No matter how hard he tried, he could never convince his community to help. His own family didn't care either. He had become a lone wolf. Swimming through the murky cerulean blue waters, his mind clouded with these thoughts as he held onto the last piece of trash for the day. It was a cotton 'stick', pink in color.

Maybe it was these bright colors that attracted the intellectuals to use these cancerous commodities, he thought.

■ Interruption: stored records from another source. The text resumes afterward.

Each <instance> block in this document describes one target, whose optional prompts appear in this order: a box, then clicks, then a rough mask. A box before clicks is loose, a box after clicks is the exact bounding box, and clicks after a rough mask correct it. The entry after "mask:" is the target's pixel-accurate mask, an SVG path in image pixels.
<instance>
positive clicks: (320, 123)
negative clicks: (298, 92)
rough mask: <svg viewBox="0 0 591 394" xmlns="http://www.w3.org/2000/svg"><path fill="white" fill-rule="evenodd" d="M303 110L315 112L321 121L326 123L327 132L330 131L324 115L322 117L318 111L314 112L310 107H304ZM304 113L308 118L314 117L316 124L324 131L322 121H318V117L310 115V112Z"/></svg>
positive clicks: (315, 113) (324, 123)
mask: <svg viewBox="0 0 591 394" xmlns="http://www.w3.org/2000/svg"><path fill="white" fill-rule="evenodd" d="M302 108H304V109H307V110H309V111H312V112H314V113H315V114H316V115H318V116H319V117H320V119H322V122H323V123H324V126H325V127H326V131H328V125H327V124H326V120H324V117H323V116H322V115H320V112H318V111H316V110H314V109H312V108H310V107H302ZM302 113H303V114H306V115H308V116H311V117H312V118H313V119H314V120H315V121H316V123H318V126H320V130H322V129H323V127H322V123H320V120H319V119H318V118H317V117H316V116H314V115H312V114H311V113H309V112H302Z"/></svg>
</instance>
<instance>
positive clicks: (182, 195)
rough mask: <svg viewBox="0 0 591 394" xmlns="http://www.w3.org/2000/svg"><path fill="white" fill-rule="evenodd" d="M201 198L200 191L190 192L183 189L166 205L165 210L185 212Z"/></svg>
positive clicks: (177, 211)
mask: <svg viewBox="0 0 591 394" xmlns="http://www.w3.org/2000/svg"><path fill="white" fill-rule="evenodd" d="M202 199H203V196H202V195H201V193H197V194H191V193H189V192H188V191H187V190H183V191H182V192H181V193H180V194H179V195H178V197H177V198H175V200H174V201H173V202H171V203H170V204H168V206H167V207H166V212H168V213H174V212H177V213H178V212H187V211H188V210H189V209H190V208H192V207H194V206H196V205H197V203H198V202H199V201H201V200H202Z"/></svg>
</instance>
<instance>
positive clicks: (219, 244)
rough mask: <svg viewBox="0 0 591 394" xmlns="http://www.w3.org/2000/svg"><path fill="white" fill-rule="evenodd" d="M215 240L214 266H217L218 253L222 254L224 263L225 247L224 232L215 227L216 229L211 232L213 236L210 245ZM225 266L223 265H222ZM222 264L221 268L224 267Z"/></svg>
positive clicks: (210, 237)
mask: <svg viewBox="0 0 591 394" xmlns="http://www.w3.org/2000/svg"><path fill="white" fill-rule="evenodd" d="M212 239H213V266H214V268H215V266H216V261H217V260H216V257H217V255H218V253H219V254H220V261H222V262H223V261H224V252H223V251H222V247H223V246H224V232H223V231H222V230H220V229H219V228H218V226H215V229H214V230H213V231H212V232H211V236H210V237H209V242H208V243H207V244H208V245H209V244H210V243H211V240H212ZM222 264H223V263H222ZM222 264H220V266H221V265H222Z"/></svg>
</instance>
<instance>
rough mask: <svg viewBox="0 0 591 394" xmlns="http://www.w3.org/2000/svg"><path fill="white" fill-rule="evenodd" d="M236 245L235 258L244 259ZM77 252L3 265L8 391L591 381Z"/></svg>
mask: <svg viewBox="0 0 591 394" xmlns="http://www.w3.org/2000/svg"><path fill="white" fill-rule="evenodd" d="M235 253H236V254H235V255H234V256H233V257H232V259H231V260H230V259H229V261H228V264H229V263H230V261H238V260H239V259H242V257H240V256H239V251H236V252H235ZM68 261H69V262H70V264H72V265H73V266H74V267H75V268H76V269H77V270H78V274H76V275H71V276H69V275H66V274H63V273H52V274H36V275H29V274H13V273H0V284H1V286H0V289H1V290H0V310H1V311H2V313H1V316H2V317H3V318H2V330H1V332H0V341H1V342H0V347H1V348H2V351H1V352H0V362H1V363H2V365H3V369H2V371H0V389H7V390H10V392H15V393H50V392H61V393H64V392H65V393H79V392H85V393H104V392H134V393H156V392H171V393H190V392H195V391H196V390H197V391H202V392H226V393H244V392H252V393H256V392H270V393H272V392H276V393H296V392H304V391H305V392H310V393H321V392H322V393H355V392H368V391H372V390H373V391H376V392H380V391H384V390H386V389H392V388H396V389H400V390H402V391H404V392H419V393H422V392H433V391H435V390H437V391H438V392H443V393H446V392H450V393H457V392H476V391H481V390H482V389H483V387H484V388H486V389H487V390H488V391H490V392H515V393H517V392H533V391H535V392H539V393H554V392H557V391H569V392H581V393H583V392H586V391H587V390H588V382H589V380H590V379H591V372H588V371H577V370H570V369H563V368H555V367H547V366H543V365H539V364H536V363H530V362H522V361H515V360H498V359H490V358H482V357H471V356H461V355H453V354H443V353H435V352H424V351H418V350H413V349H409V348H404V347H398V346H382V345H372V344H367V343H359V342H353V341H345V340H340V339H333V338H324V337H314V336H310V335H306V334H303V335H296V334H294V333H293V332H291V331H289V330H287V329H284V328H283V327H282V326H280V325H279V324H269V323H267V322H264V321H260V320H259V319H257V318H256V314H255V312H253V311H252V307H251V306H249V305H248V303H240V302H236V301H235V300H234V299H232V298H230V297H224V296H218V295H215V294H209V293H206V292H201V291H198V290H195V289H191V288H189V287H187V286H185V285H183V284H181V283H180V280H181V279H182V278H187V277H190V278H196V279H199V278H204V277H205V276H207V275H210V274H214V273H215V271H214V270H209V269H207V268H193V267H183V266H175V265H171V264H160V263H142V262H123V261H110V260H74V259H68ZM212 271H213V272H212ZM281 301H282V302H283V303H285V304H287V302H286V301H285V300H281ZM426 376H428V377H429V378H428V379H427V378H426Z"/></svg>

He was tired. Physically. Mentally. His mind raced with all the thoughts of the sea, before it was impure. His home. He never wanted this. He never wanted to devote a life to picking garbage. He wanted to spend time with his family. He remembered the time when he would play for hours in the reef, with his friends. Now all that remained in the reef were indestructible bags of some sort, the kind his mind could not comprehend. The reef was still colorful, but only because of the colors of these bags.

 Sadness would overtake him at times, rendering him useless in front of this undeniable fate his whole community was facing, but he would decide to keep trying. He would keep trying to change everyone's mind. He would keep trying to save his home. He wanted a future free of these worries, for the future of his kind. Even at the cost of his life, he had to try.